En el Evangelio dominical (ver Lc 11, 1-13) Jesús pone como ejemplo el caso de alguien que va a medianoche a tocar la puerta en casa de un amigo a pedirle unos panes para dar de cenar a una visita que le llegó de improviso; el otro le dice que no moleste, que ya está acostado, pero el que está tocando insiste tanto, que con tal de que no siga molestando, el de la casa se levanta y le da lo que le pide.
El punto que Jesús quiere enfatizar es el de la insistencia. Nos invita a orar con insistencia, a perseverar en la oración. No porque Dios nos vaya a conceder lo que le pidamos con tal de que no lo sigamos molestando, en ese sentido no se parece al hombre del ejemplo, pues Dios es paciente en extremo, nunca lo exasperamos.
Lo que Jesús quiere dejar claro es que cuando oremos, somos nosotros los que no nos debemos conformar con pedir algo una vez, y ya.

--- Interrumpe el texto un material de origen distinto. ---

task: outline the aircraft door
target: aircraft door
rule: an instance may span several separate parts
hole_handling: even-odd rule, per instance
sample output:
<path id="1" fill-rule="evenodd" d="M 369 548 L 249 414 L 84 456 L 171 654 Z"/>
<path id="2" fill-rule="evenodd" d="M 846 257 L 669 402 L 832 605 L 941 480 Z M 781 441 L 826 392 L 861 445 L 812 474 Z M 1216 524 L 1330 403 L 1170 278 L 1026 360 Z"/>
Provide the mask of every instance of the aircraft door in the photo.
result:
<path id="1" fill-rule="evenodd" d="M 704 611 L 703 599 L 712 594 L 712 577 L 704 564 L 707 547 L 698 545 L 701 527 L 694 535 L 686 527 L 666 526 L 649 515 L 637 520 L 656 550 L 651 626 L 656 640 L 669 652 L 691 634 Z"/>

Hay personas que le ruegan por algo a Dios, quieren que se los conceda de inmediato, y si Él no responde como y cuando esperan, se desesperan, se enojan y se apartan de Él. Dicen: ‘¿para qué le rezo si no me hace caso?’, ‘pedí trabajo y no lo consigo’, ‘la conversión de fulano y no cambia’, ‘que se resolviera esta situación, y sigue igual’, ‘Dios no escucha mi oración’.
Es un error. Nunca hay que desistir.
La oración debe ser perseverante.
Nos lo pide el propio Jesús. ¿Por qué? No nos lo explica.

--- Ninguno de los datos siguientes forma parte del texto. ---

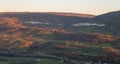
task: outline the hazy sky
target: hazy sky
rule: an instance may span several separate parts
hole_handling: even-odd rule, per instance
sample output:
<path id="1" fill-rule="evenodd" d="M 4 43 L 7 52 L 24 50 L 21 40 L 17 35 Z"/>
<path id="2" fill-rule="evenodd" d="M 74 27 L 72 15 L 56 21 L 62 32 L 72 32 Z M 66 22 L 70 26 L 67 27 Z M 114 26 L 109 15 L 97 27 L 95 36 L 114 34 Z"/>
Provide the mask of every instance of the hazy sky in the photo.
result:
<path id="1" fill-rule="evenodd" d="M 0 0 L 0 12 L 75 12 L 102 14 L 120 10 L 120 0 Z"/>

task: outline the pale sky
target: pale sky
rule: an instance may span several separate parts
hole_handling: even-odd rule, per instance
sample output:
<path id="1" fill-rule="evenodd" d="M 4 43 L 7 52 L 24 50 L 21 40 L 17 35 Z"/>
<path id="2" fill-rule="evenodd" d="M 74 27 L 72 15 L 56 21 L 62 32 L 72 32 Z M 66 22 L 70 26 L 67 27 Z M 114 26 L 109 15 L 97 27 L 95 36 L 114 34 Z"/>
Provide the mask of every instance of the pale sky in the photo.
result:
<path id="1" fill-rule="evenodd" d="M 99 15 L 120 10 L 120 0 L 0 0 L 0 12 L 74 12 Z"/>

Especulaba un padre amigo, que cuando, por ejemplo, oramos por la conversión de alguien, debemos insistir porque con cada oración se va acumulando una gotita de gracia sobre la persona por la que oramos, y un día, tal vez en su lecho de muerte, toda la gracia acumulada le caerá como un chaparrón que le inundará el alma y la moverá, aunque sea a última hora y aunque nadie se dé cuenta, a abrirse a Dios.
O tal vez porque el Señor quiere probar qué tan profundo es nuestra necesidad de que nos conceda aquello que le pedimos, si a la primera nos olvidamos, o si seguimos.

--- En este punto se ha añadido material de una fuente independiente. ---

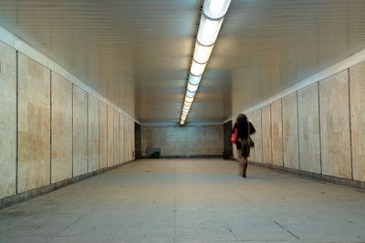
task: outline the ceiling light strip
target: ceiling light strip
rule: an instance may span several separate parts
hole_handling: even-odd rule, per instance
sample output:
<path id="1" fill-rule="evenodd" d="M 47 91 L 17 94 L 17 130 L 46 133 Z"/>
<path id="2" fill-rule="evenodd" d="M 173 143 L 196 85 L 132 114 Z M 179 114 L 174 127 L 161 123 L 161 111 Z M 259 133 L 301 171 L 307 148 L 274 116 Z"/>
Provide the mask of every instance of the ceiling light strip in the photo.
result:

O quizá simplemente se deba a que al perseverar en la oración, es, sobre todo, nuestro corazón el que va cambiando, el que se va amoldando a la voluntad de Dios, porque vamos captando que lo que al principio pedimos no era lo que más convenía. Por ejemplo, quizá empezamos pidiendo que ya se curara un ser querido enfermo; pero luego vemos que esa enfermedad le está sirviendo para adquirir paciencia, empatía hacia los que sufren, gratitud por las bendiciones de cada día; así que entonces pedimos para él fortaleza y paz para afrontar su enfermedad; que esa enfermedad sirva para santificarlo, y para que su familia se acerque a Dios y se una en oración.
No sabemos la razón, pero no importa, lo que nos toca es hacer lo que nos pide el Señor: insistir, perseverar en la oración, confiando en que Él nos responderá y nos dará siempre lo que más nos convenga, lo mejor.